Having written two riveting novels and numerous lacerating political texts alongside spearheading several social movements, Arundhati Roy's grit and creativity are unmatched in literary circles. Time and again, the fiery author has intrepidly stirred up a hornet’s nest with her unflinching political opinions and her predisposition for breaking convention with her craft. While her widely acclaimed debut novel, The God of Small Things, established her as one of the most revered writers of the Indian literary canon, her short stint in the film industry also bagged her a national award. On the multi-hyphenate's 60th birthday, we take you through some of the significant milestones she has achieved over the course of her momentous life and career.
She won the National Award for Best Screenplay in 1988
Before she burst onto the Indian literary scene in 1997, Roy had already made her mark in the cinematic world with the movie, In Which Annie Gives It Those Ones, which won her the National Film Award for Best Screenplay in 1988. Besides acting in the movie—a hilarious chronicle of her time as a student of architecture—she also went on to pen sharp-witted scripts for several television dramas as well as the 1992 movie Electric Moon, which clinched the award for Best Feature Film in English at the 40th National Film Awards.
She was the first Indian to win the Booker Prize for Fiction
Roys’s magnum opus, The God of Small Things, was a smashing debut that earned her global fame, including being nominated for—and winning—the Booker Prize for Fiction, making her the first Indian to accomplish the outstanding literary feat. The novel, which took her five years to write, was informed by her own childhood experiences in Kerala's Aymanam village and wove a deeply personal and incisively political narrative. It was also acknowledged as one of The New York Times's Notable Books of the Year.

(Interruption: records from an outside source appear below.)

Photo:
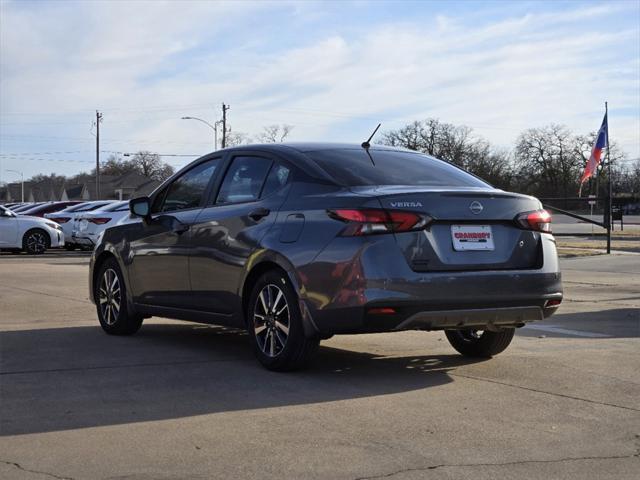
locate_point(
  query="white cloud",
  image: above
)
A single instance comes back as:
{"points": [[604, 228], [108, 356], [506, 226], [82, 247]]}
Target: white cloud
{"points": [[141, 64]]}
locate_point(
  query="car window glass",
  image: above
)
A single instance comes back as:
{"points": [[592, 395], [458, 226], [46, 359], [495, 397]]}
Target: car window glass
{"points": [[354, 167], [187, 190], [276, 179], [244, 180]]}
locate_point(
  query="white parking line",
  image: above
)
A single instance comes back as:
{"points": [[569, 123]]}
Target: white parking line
{"points": [[565, 331]]}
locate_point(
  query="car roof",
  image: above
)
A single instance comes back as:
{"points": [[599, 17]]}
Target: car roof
{"points": [[304, 147]]}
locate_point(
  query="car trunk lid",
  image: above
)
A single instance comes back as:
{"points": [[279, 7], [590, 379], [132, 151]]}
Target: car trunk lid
{"points": [[471, 228]]}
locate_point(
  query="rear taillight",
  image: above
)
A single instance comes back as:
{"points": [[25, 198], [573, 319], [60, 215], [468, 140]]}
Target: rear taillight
{"points": [[538, 220], [99, 221], [371, 221]]}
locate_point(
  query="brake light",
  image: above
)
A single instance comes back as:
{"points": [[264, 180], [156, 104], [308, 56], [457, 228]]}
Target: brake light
{"points": [[371, 221], [538, 220], [99, 221]]}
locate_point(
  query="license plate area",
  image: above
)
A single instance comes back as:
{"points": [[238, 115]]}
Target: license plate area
{"points": [[472, 237]]}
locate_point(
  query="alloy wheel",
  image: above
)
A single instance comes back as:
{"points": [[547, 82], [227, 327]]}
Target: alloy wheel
{"points": [[36, 242], [271, 320], [110, 296]]}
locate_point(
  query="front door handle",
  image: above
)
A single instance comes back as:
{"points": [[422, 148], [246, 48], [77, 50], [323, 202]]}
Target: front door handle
{"points": [[180, 228], [259, 213]]}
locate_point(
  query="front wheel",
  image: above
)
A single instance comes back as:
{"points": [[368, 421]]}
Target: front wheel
{"points": [[480, 343], [111, 301], [275, 325], [36, 241]]}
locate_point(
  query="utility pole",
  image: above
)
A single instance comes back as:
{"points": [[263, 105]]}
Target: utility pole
{"points": [[610, 192], [98, 120], [224, 124]]}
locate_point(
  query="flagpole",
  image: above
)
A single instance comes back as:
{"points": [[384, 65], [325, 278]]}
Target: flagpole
{"points": [[610, 195]]}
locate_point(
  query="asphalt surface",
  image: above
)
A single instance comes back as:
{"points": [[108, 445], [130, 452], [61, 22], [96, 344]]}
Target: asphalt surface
{"points": [[180, 400]]}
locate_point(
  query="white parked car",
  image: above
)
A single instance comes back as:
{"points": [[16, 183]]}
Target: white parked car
{"points": [[33, 235], [65, 217], [88, 226]]}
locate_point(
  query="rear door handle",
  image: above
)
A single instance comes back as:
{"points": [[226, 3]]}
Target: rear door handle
{"points": [[259, 213]]}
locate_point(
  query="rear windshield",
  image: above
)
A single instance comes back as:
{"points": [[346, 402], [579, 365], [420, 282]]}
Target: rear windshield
{"points": [[354, 168]]}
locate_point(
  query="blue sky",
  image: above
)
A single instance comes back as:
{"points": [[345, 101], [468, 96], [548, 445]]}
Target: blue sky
{"points": [[331, 69]]}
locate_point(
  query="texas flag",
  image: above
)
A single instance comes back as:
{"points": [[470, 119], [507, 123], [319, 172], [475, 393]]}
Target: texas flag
{"points": [[596, 152]]}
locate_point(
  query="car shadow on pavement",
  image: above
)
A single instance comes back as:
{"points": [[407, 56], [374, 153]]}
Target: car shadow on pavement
{"points": [[78, 377]]}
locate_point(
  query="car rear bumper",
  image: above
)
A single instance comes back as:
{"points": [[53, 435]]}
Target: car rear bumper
{"points": [[57, 238], [86, 241], [376, 291]]}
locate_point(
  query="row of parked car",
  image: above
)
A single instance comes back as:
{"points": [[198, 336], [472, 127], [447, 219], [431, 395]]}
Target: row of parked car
{"points": [[36, 227]]}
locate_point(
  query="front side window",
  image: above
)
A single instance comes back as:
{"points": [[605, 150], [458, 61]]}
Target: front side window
{"points": [[244, 180], [278, 177], [187, 190]]}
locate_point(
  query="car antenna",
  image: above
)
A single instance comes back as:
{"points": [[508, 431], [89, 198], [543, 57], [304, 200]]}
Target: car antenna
{"points": [[366, 145]]}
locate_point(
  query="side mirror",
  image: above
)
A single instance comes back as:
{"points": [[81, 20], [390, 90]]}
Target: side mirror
{"points": [[140, 207]]}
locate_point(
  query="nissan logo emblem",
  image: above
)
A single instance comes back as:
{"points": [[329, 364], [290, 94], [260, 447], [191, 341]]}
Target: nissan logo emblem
{"points": [[476, 207]]}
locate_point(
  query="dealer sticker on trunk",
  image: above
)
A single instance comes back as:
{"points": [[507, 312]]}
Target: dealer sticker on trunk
{"points": [[472, 237]]}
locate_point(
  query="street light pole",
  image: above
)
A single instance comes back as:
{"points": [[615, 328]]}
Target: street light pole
{"points": [[21, 180], [213, 127]]}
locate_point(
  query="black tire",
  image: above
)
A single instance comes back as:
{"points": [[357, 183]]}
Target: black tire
{"points": [[278, 339], [480, 343], [111, 301], [36, 241]]}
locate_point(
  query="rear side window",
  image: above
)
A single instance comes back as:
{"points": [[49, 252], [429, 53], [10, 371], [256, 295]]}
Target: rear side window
{"points": [[351, 167], [187, 190], [244, 179]]}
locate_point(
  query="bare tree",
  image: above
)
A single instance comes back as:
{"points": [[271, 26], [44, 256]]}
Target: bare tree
{"points": [[457, 145], [275, 133], [144, 162], [150, 165], [237, 138]]}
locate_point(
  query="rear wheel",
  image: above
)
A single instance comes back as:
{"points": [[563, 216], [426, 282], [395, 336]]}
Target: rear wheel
{"points": [[275, 325], [36, 241], [480, 343], [111, 301]]}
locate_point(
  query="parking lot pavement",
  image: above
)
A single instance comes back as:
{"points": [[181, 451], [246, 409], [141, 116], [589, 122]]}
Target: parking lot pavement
{"points": [[180, 400]]}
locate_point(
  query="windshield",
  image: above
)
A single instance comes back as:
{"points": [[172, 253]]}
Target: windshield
{"points": [[353, 167], [114, 207]]}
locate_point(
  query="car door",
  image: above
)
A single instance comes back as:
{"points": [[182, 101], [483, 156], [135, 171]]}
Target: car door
{"points": [[159, 247], [9, 225], [230, 227]]}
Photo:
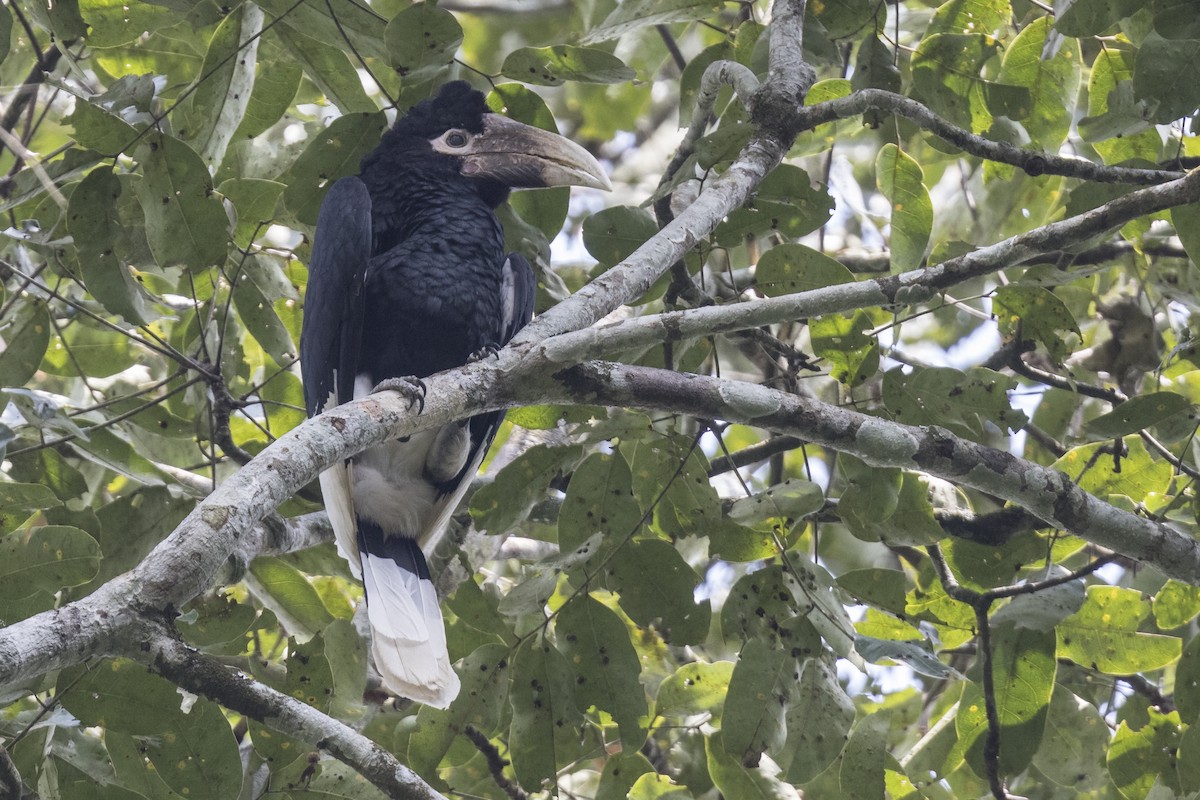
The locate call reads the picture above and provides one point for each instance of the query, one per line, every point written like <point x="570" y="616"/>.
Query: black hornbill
<point x="408" y="277"/>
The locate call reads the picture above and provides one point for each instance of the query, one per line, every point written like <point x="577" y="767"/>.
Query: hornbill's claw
<point x="409" y="388"/>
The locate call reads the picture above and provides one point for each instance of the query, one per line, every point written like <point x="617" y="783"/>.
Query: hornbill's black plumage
<point x="408" y="277"/>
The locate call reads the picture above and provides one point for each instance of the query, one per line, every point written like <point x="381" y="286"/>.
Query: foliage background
<point x="685" y="605"/>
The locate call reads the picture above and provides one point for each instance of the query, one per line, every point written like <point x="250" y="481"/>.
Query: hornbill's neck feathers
<point x="408" y="277"/>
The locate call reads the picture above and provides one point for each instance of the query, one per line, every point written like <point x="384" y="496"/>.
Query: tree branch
<point x="199" y="674"/>
<point x="1035" y="163"/>
<point x="909" y="287"/>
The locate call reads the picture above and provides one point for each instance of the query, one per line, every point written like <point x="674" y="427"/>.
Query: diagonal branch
<point x="909" y="287"/>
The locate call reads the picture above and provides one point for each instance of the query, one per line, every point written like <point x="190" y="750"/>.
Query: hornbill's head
<point x="456" y="132"/>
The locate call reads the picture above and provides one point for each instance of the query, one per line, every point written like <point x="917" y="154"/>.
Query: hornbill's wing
<point x="519" y="289"/>
<point x="330" y="337"/>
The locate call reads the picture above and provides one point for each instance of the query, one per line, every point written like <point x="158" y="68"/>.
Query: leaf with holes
<point x="544" y="735"/>
<point x="421" y="41"/>
<point x="552" y="66"/>
<point x="655" y="587"/>
<point x="1026" y="312"/>
<point x="186" y="223"/>
<point x="901" y="181"/>
<point x="595" y="642"/>
<point x="1103" y="635"/>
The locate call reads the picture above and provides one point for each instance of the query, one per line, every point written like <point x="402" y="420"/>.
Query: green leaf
<point x="1053" y="82"/>
<point x="258" y="316"/>
<point x="94" y="222"/>
<point x="844" y="341"/>
<point x="209" y="118"/>
<point x="498" y="506"/>
<point x="198" y="757"/>
<point x="792" y="499"/>
<point x="545" y="209"/>
<point x="1138" y="759"/>
<point x="552" y="66"/>
<point x="786" y="204"/>
<point x="545" y="719"/>
<point x="210" y="620"/>
<point x="1044" y="609"/>
<point x="100" y="130"/>
<point x="1103" y="635"/>
<point x="120" y="695"/>
<point x="421" y="41"/>
<point x="27" y="335"/>
<point x="864" y="759"/>
<point x="276" y="82"/>
<point x="355" y="28"/>
<point x="595" y="643"/>
<point x="819" y="721"/>
<point x="655" y="587"/>
<point x="1187" y="680"/>
<point x="657" y="787"/>
<point x="961" y="402"/>
<point x="1117" y="122"/>
<point x="1167" y="76"/>
<point x="790" y="269"/>
<point x="256" y="202"/>
<point x="310" y="678"/>
<point x="1091" y="17"/>
<point x="876" y="585"/>
<point x="901" y="181"/>
<point x="869" y="498"/>
<point x="1138" y="414"/>
<point x="46" y="559"/>
<point x="132" y="524"/>
<point x="49" y="469"/>
<point x="25" y="497"/>
<point x="735" y="780"/>
<point x="481" y="702"/>
<point x="945" y="72"/>
<point x="5" y="31"/>
<point x="1176" y="19"/>
<point x="611" y="235"/>
<point x="186" y="223"/>
<point x="1036" y="313"/>
<point x="112" y="23"/>
<point x="619" y="775"/>
<point x="289" y="595"/>
<point x="1176" y="605"/>
<point x="919" y="659"/>
<point x="1134" y="475"/>
<point x="330" y="68"/>
<point x="635" y="14"/>
<point x="1072" y="752"/>
<point x="331" y="154"/>
<point x="760" y="603"/>
<point x="695" y="689"/>
<point x="1023" y="677"/>
<point x="599" y="499"/>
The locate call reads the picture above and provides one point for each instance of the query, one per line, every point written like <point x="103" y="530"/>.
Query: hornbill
<point x="408" y="277"/>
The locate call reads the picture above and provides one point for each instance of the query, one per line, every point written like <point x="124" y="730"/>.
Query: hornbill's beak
<point x="523" y="156"/>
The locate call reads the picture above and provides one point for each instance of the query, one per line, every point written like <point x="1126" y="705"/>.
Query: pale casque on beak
<point x="522" y="156"/>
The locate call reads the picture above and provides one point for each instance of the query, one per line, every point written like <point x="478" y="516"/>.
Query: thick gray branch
<point x="1031" y="161"/>
<point x="910" y="287"/>
<point x="1045" y="492"/>
<point x="199" y="674"/>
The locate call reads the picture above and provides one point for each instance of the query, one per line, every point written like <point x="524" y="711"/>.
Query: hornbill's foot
<point x="486" y="352"/>
<point x="409" y="388"/>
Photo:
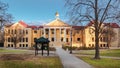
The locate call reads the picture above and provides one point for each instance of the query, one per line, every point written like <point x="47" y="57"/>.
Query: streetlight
<point x="71" y="40"/>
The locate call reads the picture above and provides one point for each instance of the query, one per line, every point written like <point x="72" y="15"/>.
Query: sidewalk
<point x="70" y="61"/>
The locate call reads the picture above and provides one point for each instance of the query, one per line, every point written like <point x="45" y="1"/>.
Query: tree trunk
<point x="97" y="55"/>
<point x="96" y="24"/>
<point x="15" y="45"/>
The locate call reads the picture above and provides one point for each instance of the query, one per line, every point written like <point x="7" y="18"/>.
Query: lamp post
<point x="71" y="40"/>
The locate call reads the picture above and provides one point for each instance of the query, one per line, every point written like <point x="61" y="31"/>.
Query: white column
<point x="60" y="34"/>
<point x="54" y="34"/>
<point x="65" y="35"/>
<point x="44" y="33"/>
<point x="49" y="34"/>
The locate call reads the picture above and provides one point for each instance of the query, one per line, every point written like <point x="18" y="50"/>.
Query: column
<point x="60" y="34"/>
<point x="44" y="33"/>
<point x="49" y="34"/>
<point x="65" y="35"/>
<point x="54" y="34"/>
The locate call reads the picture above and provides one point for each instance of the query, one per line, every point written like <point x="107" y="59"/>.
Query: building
<point x="58" y="32"/>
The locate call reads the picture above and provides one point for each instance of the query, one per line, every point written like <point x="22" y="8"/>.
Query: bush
<point x="77" y="48"/>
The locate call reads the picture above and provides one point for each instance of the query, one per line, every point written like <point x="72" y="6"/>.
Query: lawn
<point x="102" y="63"/>
<point x="103" y="52"/>
<point x="16" y="61"/>
<point x="11" y="51"/>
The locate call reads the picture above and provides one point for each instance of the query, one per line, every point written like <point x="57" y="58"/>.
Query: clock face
<point x="39" y="46"/>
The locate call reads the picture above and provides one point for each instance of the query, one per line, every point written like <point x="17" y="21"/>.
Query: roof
<point x="42" y="40"/>
<point x="58" y="23"/>
<point x="113" y="25"/>
<point x="78" y="27"/>
<point x="32" y="26"/>
<point x="23" y="23"/>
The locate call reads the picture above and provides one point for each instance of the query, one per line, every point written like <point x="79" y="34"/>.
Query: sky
<point x="36" y="11"/>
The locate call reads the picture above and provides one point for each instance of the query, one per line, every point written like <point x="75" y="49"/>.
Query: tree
<point x="4" y="18"/>
<point x="98" y="11"/>
<point x="110" y="33"/>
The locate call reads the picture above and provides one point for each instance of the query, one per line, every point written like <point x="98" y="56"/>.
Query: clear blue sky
<point x="36" y="10"/>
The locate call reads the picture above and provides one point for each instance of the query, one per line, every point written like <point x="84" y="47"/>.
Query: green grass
<point x="105" y="52"/>
<point x="102" y="63"/>
<point x="11" y="51"/>
<point x="42" y="62"/>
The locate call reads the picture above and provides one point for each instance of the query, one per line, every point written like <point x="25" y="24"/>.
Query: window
<point x="23" y="39"/>
<point x="12" y="32"/>
<point x="26" y="31"/>
<point x="92" y="45"/>
<point x="35" y="39"/>
<point x="66" y="39"/>
<point x="9" y="31"/>
<point x="26" y="45"/>
<point x="8" y="39"/>
<point x="26" y="39"/>
<point x="47" y="31"/>
<point x="62" y="39"/>
<point x="53" y="39"/>
<point x="19" y="45"/>
<point x="8" y="45"/>
<point x="62" y="31"/>
<point x="78" y="39"/>
<point x="23" y="31"/>
<point x="104" y="39"/>
<point x="52" y="31"/>
<point x="20" y="39"/>
<point x="101" y="39"/>
<point x="11" y="45"/>
<point x="15" y="31"/>
<point x="92" y="39"/>
<point x="35" y="31"/>
<point x="23" y="45"/>
<point x="100" y="45"/>
<point x="67" y="32"/>
<point x="104" y="45"/>
<point x="89" y="45"/>
<point x="12" y="39"/>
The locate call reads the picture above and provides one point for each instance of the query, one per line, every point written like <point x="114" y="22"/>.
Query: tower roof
<point x="57" y="22"/>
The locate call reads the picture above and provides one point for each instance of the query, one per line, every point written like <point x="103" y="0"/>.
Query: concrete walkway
<point x="70" y="61"/>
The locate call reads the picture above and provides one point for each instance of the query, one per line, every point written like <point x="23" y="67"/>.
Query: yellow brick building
<point x="58" y="32"/>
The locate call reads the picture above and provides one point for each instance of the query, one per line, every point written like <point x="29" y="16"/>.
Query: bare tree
<point x="98" y="11"/>
<point x="4" y="18"/>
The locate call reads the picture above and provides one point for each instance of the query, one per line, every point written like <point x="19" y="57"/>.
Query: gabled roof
<point x="32" y="26"/>
<point x="113" y="25"/>
<point x="78" y="27"/>
<point x="23" y="23"/>
<point x="58" y="23"/>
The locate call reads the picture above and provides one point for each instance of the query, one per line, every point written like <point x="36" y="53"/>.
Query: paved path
<point x="70" y="61"/>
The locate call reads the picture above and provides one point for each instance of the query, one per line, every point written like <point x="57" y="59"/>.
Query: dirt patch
<point x="16" y="56"/>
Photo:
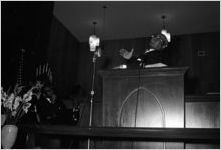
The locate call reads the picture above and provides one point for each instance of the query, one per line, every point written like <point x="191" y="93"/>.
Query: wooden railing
<point x="157" y="134"/>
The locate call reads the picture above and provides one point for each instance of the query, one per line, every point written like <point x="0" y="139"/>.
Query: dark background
<point x="32" y="26"/>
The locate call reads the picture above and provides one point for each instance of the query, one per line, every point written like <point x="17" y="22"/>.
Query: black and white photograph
<point x="110" y="74"/>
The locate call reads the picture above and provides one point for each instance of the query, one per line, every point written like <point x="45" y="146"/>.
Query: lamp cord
<point x="92" y="96"/>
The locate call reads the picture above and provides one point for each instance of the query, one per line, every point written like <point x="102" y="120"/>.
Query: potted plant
<point x="14" y="106"/>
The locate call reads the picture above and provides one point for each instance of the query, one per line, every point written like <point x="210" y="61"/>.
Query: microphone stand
<point x="92" y="95"/>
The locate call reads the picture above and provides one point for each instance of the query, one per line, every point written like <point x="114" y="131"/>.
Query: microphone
<point x="142" y="56"/>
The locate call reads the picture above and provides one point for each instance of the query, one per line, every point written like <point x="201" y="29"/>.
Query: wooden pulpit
<point x="152" y="97"/>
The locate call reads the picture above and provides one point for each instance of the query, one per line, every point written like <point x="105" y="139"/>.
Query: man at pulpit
<point x="152" y="57"/>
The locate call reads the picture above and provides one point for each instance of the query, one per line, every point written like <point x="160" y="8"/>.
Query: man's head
<point x="158" y="42"/>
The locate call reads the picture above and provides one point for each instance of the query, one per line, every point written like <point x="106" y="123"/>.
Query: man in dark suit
<point x="151" y="55"/>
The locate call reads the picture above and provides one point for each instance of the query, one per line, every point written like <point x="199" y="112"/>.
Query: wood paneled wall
<point x="62" y="54"/>
<point x="200" y="52"/>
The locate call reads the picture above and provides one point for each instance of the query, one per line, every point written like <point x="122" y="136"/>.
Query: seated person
<point x="151" y="56"/>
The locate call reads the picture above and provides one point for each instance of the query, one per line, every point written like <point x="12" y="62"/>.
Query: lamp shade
<point x="94" y="41"/>
<point x="167" y="34"/>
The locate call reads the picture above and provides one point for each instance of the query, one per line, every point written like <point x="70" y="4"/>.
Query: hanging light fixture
<point x="164" y="31"/>
<point x="94" y="41"/>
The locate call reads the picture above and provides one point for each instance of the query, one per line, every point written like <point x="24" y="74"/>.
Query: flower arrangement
<point x="17" y="103"/>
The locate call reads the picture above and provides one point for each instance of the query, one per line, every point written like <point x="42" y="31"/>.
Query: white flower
<point x="16" y="102"/>
<point x="8" y="102"/>
<point x="14" y="113"/>
<point x="27" y="97"/>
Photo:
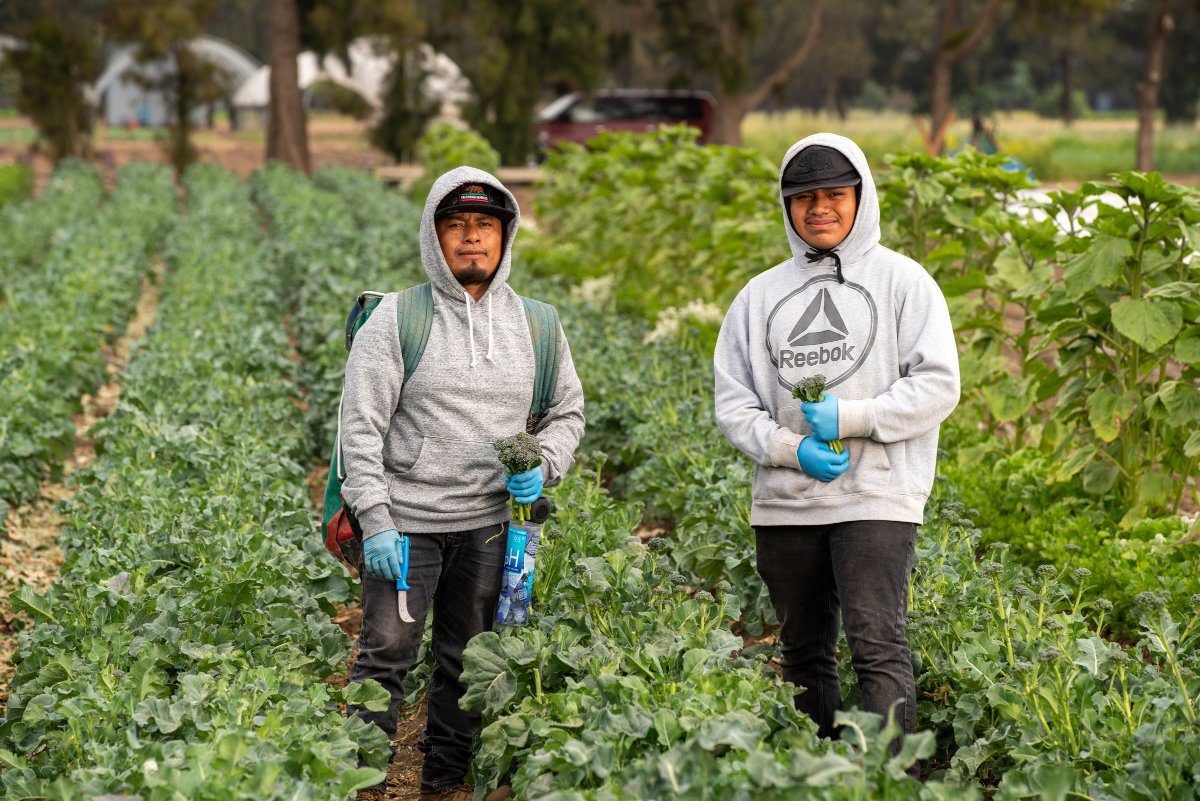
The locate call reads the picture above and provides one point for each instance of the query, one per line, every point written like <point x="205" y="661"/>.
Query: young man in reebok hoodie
<point x="419" y="459"/>
<point x="835" y="531"/>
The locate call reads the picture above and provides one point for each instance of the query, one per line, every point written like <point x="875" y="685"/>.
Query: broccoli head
<point x="519" y="452"/>
<point x="810" y="389"/>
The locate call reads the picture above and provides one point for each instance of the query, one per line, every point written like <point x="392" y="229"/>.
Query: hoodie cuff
<point x="784" y="443"/>
<point x="375" y="521"/>
<point x="856" y="417"/>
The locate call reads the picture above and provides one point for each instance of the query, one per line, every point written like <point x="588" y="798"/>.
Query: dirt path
<point x="28" y="550"/>
<point x="405" y="772"/>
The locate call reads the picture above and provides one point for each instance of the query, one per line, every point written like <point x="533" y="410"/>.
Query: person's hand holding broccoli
<point x="521" y="455"/>
<point x="820" y="409"/>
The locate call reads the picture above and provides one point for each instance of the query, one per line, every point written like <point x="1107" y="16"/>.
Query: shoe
<point x="461" y="793"/>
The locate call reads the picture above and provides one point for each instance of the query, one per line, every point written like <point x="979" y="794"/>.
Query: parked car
<point x="579" y="118"/>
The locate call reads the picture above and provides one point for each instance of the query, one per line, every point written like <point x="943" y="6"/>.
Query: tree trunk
<point x="1147" y="88"/>
<point x="953" y="44"/>
<point x="287" y="127"/>
<point x="731" y="109"/>
<point x="1066" y="102"/>
<point x="183" y="92"/>
<point x="940" y="104"/>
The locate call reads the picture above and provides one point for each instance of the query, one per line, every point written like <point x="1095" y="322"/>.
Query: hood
<point x="436" y="267"/>
<point x="865" y="233"/>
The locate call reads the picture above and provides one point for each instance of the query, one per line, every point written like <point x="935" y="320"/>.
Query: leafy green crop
<point x="184" y="650"/>
<point x="58" y="318"/>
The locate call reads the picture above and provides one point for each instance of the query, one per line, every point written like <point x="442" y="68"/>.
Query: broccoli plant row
<point x="335" y="236"/>
<point x="185" y="649"/>
<point x="57" y="319"/>
<point x="67" y="204"/>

She won the Sydney Peace Prize in 2004
Even in liberal societies and democratic institutions, asking seditious questions requires massive courage and resilience of will. Roy, who has been extremely vocal about casteist and religious violence and has been at the forefront of various movements for justice, won the Sydney Peace Prize in 2004 for her ‘commitment to the global cause of peace with justice’. It is a writer's duty to hold a mirror up to society and Roy has been dedicatedly doing it for years, no matter how unsettling the reflection.